Mission Health’s Road to Market Power
Mission Health was created in 1995 when Mission Hospital merged with St. Joseph’s Hospital, the only hospitals in the Asheville, North Carolina area. This merger avoided federal antitrust scrutiny due to a Certificate of Public Advantage (COPA) law (N.C. Gen. Stat. § 131E-192.5 (2013) (repealed 2015)) that protected the merger from any antitrust enforcement, in exchange for oversight of the new entity. An economic analysis of the merged entity was inconclusive about whether the COPA effectively constrained the market power of Mission Health to raise prices during the period of state oversight; after 20 years of state oversight under the COPA, however, the state of North Carolina repealed its COPA law and allowed Mission Health to maintain its dominant market position in the area without ongoing state oversight over its rates, physician employment, maintenance of services, or health plan contracting practices. Additionally, in 2018, Mission Health was acquired by HCA under the APA discussed above, further expanding the market power of Mission Health.
Mission Health has faced a number of antitrust challenges in the past two years.
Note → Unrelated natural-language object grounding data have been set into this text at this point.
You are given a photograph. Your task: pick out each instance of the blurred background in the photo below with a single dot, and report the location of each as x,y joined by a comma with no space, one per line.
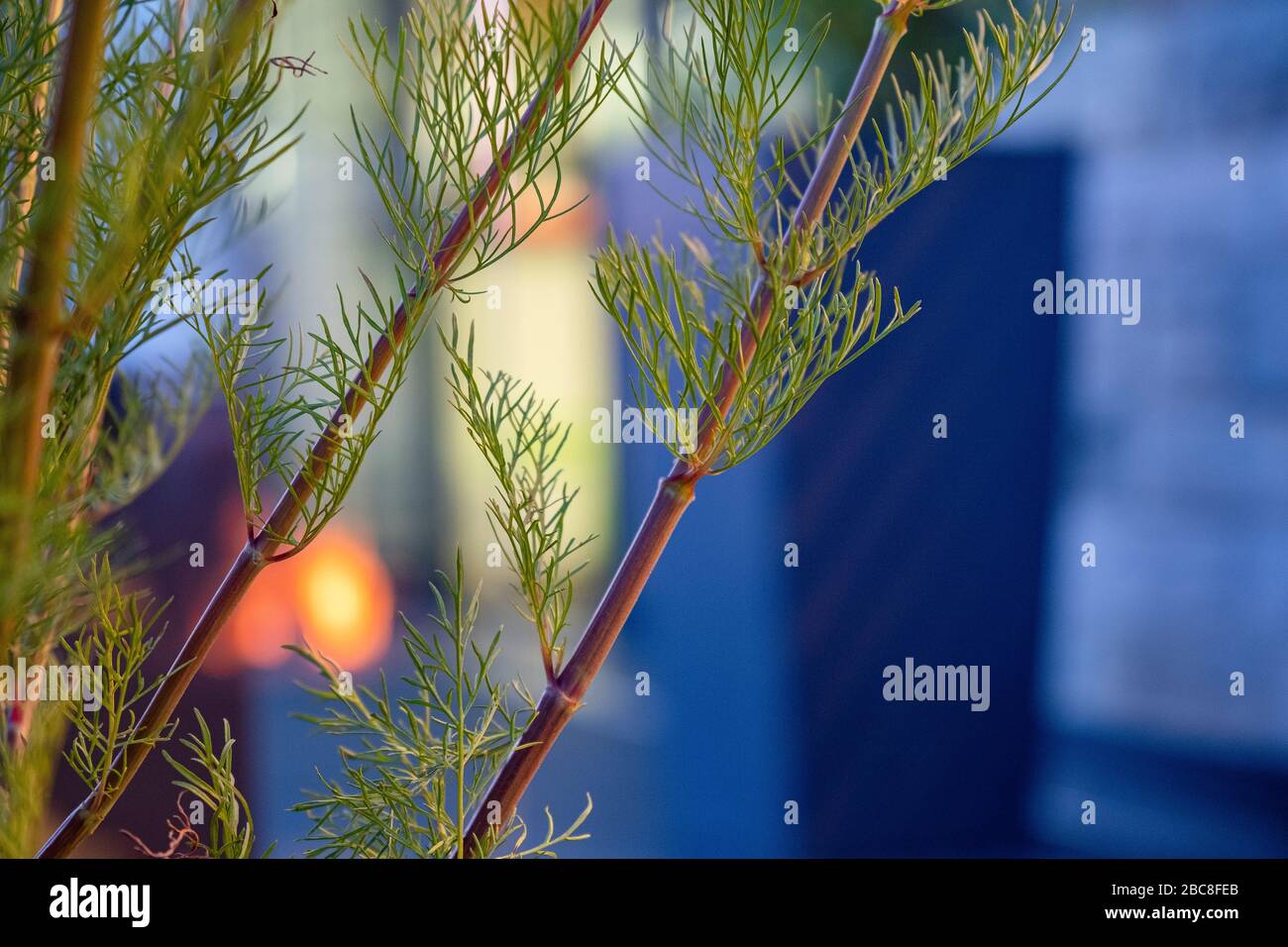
1111,684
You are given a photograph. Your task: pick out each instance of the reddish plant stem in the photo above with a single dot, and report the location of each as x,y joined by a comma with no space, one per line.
562,698
258,553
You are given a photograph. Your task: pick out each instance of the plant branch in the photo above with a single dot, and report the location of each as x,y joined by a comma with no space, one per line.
38,320
258,553
27,188
562,698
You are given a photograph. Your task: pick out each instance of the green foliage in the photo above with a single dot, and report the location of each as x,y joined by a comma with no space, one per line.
747,331
468,86
117,639
210,780
172,133
27,766
467,90
421,761
520,441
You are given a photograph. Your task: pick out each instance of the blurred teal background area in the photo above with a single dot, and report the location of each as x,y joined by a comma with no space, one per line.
1111,684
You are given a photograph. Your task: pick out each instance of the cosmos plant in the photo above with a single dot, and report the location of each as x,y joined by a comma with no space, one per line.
124,133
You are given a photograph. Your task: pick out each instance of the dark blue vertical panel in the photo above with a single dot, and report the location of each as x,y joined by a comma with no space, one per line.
923,548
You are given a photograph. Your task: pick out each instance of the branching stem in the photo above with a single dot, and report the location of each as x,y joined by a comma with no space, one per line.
258,553
677,489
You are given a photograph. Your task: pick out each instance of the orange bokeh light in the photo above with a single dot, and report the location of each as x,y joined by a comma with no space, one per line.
336,592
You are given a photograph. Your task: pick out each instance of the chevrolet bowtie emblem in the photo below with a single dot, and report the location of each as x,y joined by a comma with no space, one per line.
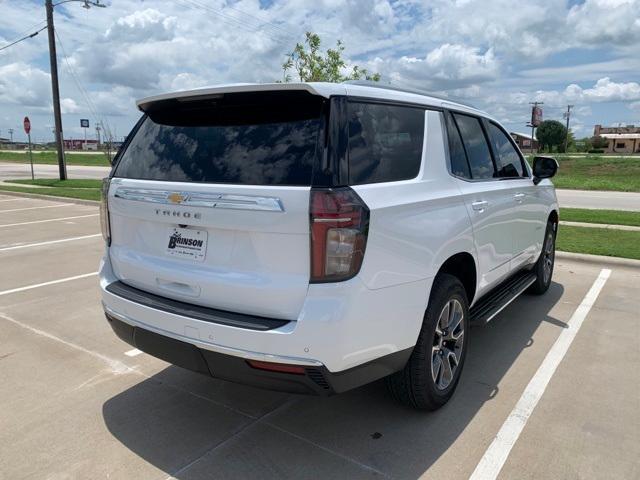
176,197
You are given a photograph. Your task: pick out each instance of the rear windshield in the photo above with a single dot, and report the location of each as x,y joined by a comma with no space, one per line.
247,139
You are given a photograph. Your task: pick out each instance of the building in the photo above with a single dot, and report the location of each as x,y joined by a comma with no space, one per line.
525,142
620,139
80,144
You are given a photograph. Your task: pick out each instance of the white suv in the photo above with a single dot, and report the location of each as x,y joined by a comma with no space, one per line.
314,237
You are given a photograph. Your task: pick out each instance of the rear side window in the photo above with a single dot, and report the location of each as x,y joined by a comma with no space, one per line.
459,164
507,158
476,146
246,140
385,142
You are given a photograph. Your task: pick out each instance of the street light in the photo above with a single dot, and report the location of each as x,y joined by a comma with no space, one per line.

In 2021, a group of patients sued HCA Healthcare and Mission Health alleging HCA used market power garnered from the cross-market merger to demand anticompetitive terms in contracts with insurers (including tying, all-or-nothing, anti-steering, and gag clauses) driving up prices and insurance premiums. In 2022, two municipalities and two counties in North Carolina filed suit on antitrust grounds. Those lawsuits claim that the significant market power of HCA/Mission was used to inflate prices and force insurers to accept harmful contract terms. The suits also allege that HCA refused to comply with federal hospital transparency rule that requires disclosure of the prices it charges for general acute care and outpatient services, which would reveal its prices to be the highest in North Carolina. While the terms of the APA signed during the merger included assurances about quality of care, the APA did not include competitive impact conditions.
The allegations in the suit, if true, show that fears about health systems gaining a dominant market position go beyond price concerns, as the lack of competition can harm access and quality when patients do not have a reasonable alternative to seek necessary care. The AG’s suit appears to indicate that the concerns surrounding the initial merger were valid. The story of Mission Hospital highlights the need to scrutinize mergers, and the need for oversight of care when entities gain significant market share.
The Source will continue to monitor the lawsuits against HCA and Mission Health.